San Juan Bosco sabía como nadie ganarse a los muchachos y tenía a cientos de ellos a lado. Se divertían de lo lindo con él, pero no descuidaba el que los sábados por la tarde y los domingos se acercaran al sacramento de la Penitencia. Sabía muy bien que algunos se hacían los remolones y en estos casos tomaba la iniciativa y les lanzaba un cable. Por ejemplo, llamó un domingo a uno de los chicos, que no hacía más que jugar, a la sacristía, y le invitó a arrodillarse en el reclinatorio (la narración se debe a Don Bosco, en Memorias del Oratorio).

-¿Para qué me quiere?

-Para confesarte.

-No estoy preparado.

-Lo sé.

-¿Entonces?

-Entonces prepárate, y después te confesaré.

Don Bosco tenía confianza de sobra para actuar así y sabía que no violentaba la voluntad de su amigo.

El chaval exclamó:

-Bien, muy bien; lo necesitaba, me hacía falta; ha hecho bien en cogerme así; de lo contrario, aún no habría venido a confesarme por miedo a los compañeros.

A partir de ese día fue uno de los más asiduos penitentes de Don Bosco y solía contar a sus amigos la estratagema que el buen sacerdote había empleado para "cazarle".

Juan Pablo II y Vianney

El Papa Juan Pablo II recuerda en su libro Don y Misterio, aparecido con ocasión del quincuagésimo aniversario de su sacerdocio, muchos momentos de su dilatada vida. Cuando era joven sacerdote e iba haciendo estudios en Roma, pasó en un viaje por la aldea de Ars; era a finales de octubre de 1947.

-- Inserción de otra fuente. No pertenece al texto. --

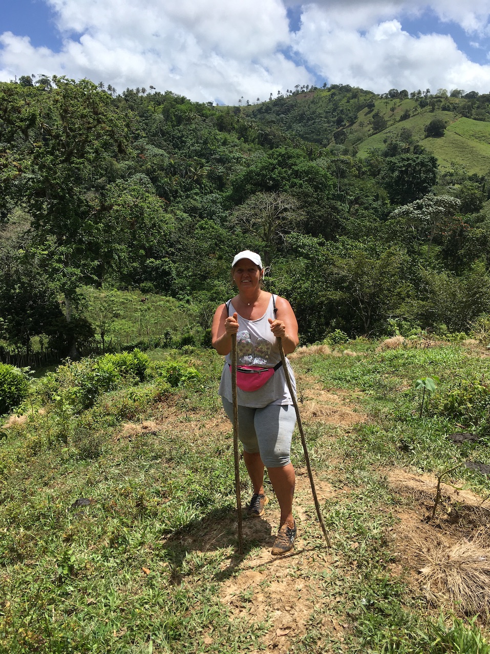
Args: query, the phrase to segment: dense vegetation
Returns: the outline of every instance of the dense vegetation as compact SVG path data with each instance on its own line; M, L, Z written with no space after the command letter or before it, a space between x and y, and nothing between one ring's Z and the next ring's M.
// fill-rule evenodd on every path
M490 311L489 100L333 85L226 107L3 83L2 360L206 342L244 248L303 342L469 332Z
M332 547L297 434L299 539L280 560L273 496L263 520L244 520L237 555L213 351L87 358L31 385L0 432L0 652L488 654L487 562L483 589L454 559L439 566L446 587L417 574L441 540L480 543L488 561L489 481L465 464L490 464L485 351L377 345L314 346L293 361ZM438 380L423 406L417 378ZM462 428L471 439L448 438ZM422 485L404 485L416 476ZM244 468L240 478L244 503Z

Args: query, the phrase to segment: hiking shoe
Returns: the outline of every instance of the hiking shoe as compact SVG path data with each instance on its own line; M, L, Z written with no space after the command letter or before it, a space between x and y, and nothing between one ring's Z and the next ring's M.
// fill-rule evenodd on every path
M277 538L271 550L271 553L274 555L286 554L286 552L291 551L294 547L297 531L295 521L292 529L287 523L284 523L282 526L279 528Z
M255 495L252 495L250 503L247 507L247 513L254 518L260 517L264 515L264 507L268 504L269 498L267 495L255 493Z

Se emocionó al visitar la iglesia donde confesó tanto el Santo Cura, Juan María Vianney. Ya le había impresionado su figura en la época de seminarista, sobre todo con la lectura de la biografía de Trochu. Escribe el Papa: "San Juan María Vianney sorprende en especial porque en él se manifiesta el poder de la gracia que actúa en la pobreza de medios humanos. Me impresionaba profundamente, en particular, su heroico servicio de confesonario. Este humilde sacerdote que confesaba más de diez horas al día comiendo poco y dedicando al descanso apenas unas horas, había logrado, en un difícil periodo histórico, provocar una especie de revolución espiritual en Francia y fuera de ella. Millares de personas pasaban por Ars y se arrodillaban en su confesonario".

Y un poquito más adelante añade: "Del encuentro con su figura llegué a la convicción de que el sacerdote realiza una parte esencial de su misión en el confesonario, por medio de aquel voluntario hacerse prisionero del confesonario".